2月24日付の本コラム「円ドル為替レートの行方」で示した円ドル為替レート推計モデルによれば,コロナ禍後の円安は,日米間の金利差,相対物価,相対生産性というこのモデルの説明変数では説明しきれないリスク・プレミアム要因の変動による所が大きいようです。このモデルによる推計値は2025年6月末時点で1米ドル=131.40円であり,144円台であった実際の為替レートとの差の分だけリスク・プレミアムが円安方向に振れていると解釈されます。円の信認低下が輸入物価の上昇に拍車をかけ,食料やエネルギーの価格高騰を通じて,資源・所得配分のゆがみを招いているという姿がうかがわれます。
コロナ禍後に生じた資源・所得配分のゆがみを是正するためには,円高などによる食料とエネルギーの価格の大幅下落が望まれます。ただ,その場合,食料とエネルギーの消費者物価上昇率はマイナスに転じて,その影響が徐々に波及してその他の消費者物価の上昇率も下がり,消費者物価の平均値も中央値も前年同月比2%を大きく下回る上昇率になるでしょう。裏を返せば,2%の「物価安定の目標」の早期実現を目指しつつ資源・所得配分のゆがみを是正することは,極めて困難と言えます。
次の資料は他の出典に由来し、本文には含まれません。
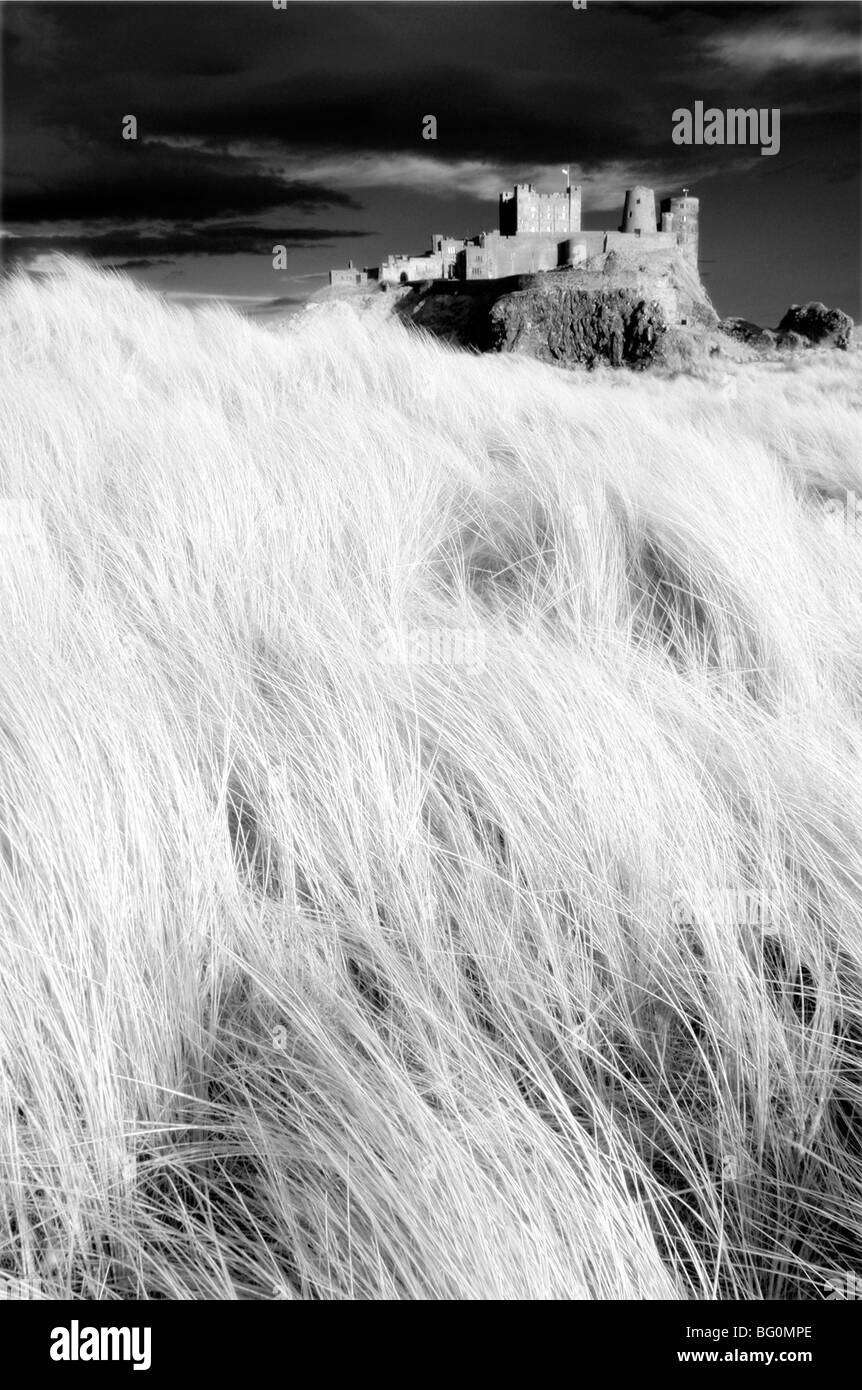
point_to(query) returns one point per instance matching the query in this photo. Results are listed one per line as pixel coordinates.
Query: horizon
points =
(303, 128)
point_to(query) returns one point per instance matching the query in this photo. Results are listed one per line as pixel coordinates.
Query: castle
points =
(540, 232)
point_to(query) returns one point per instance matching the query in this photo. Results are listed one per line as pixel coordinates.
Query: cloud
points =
(765, 47)
(138, 249)
(134, 180)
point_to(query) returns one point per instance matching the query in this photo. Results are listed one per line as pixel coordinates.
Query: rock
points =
(616, 310)
(818, 324)
(791, 341)
(740, 330)
(579, 327)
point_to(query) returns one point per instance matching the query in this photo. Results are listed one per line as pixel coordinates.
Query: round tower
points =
(638, 211)
(684, 211)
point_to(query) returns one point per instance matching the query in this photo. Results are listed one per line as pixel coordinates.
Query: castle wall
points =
(586, 243)
(684, 213)
(524, 211)
(634, 248)
(348, 277)
(412, 267)
(498, 256)
(638, 211)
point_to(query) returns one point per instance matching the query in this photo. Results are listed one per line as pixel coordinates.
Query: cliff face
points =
(579, 325)
(616, 310)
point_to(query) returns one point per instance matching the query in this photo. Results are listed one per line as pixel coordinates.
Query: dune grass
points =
(346, 957)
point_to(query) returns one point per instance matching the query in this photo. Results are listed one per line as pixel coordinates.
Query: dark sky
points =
(302, 127)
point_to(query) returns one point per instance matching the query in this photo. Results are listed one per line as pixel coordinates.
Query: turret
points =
(638, 211)
(684, 213)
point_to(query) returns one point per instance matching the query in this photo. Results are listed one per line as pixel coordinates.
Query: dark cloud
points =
(135, 248)
(510, 84)
(132, 180)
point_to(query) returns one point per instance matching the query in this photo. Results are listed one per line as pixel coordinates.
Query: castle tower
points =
(524, 211)
(683, 214)
(638, 211)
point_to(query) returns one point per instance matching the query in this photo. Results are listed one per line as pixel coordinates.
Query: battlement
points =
(541, 232)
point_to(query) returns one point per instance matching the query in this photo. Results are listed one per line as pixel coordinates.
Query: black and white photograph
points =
(431, 662)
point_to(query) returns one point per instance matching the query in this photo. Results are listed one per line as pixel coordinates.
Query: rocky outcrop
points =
(577, 325)
(615, 310)
(804, 325)
(743, 331)
(818, 324)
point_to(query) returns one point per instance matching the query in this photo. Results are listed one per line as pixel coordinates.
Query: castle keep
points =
(540, 232)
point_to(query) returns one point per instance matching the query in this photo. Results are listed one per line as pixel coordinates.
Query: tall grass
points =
(335, 965)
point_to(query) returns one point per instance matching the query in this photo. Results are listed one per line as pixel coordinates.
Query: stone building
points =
(524, 211)
(541, 232)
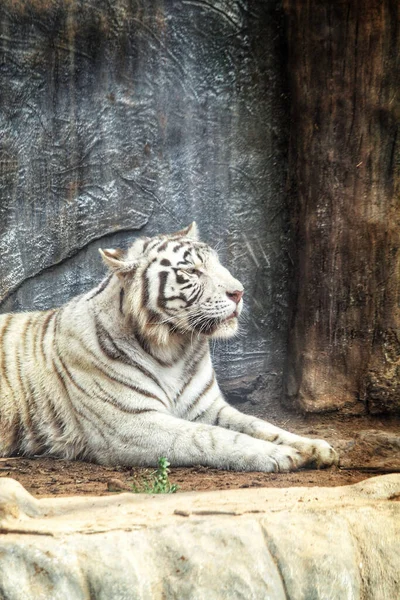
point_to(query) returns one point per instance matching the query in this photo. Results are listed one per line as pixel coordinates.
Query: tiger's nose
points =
(236, 296)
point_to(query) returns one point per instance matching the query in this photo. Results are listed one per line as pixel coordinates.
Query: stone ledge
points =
(294, 543)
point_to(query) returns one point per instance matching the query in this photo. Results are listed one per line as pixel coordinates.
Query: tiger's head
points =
(175, 284)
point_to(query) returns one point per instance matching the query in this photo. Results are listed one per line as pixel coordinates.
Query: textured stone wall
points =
(125, 118)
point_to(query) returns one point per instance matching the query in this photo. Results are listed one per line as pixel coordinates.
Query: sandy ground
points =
(367, 446)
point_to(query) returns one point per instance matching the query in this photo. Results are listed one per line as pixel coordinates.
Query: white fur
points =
(112, 380)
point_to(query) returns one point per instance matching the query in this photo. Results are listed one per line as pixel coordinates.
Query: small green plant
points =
(158, 483)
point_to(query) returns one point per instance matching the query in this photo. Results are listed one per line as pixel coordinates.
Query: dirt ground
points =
(367, 446)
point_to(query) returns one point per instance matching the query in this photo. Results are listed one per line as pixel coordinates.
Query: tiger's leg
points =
(144, 438)
(314, 452)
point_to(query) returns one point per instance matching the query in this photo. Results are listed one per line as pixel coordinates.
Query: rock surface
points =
(121, 119)
(290, 544)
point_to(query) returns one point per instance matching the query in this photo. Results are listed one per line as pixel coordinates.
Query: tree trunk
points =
(344, 171)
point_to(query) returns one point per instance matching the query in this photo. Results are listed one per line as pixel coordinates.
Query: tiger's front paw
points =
(317, 454)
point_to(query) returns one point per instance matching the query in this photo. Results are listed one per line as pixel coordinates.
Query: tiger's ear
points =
(114, 259)
(190, 231)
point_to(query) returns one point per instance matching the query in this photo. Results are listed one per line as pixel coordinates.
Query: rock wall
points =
(126, 118)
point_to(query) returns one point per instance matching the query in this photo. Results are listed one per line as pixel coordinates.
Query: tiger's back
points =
(123, 374)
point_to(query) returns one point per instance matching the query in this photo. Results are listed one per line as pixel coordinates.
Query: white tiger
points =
(123, 375)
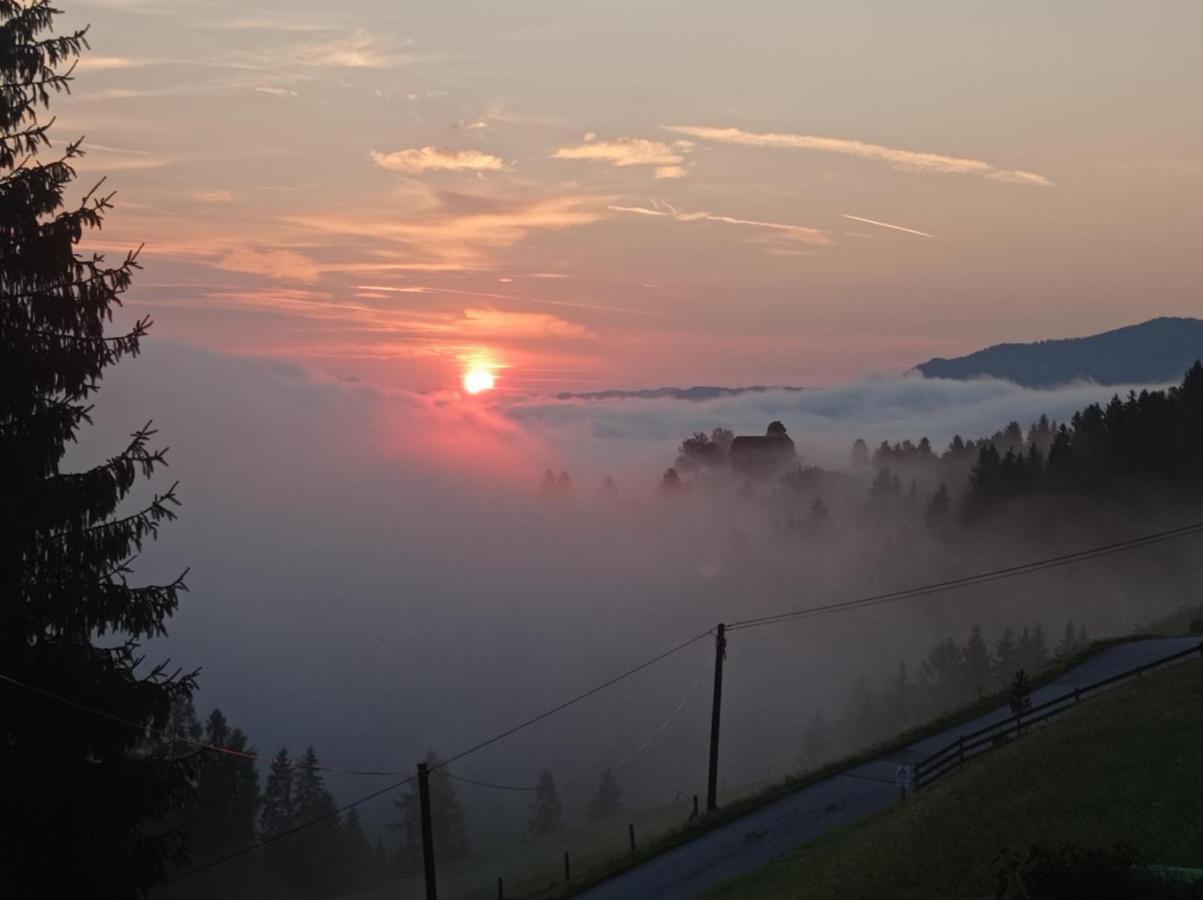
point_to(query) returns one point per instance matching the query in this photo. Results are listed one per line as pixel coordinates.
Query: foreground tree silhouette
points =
(82, 795)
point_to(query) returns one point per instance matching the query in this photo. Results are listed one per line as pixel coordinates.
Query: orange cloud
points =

インフレ・ターゲット政策は,現状では資源・所得配分のゆがみの是正に対して妨げになりかねません。
インフレ・ターゲット政策は,各品目間の相対価格に大きな変動がないことが暗黙の前提となっているようです。外的ショックや構造変化などによって相対価格の変動が継続的に生じている現実の経済においては,機能不全に陥りやすいという欠陥があるのではないでしょうか。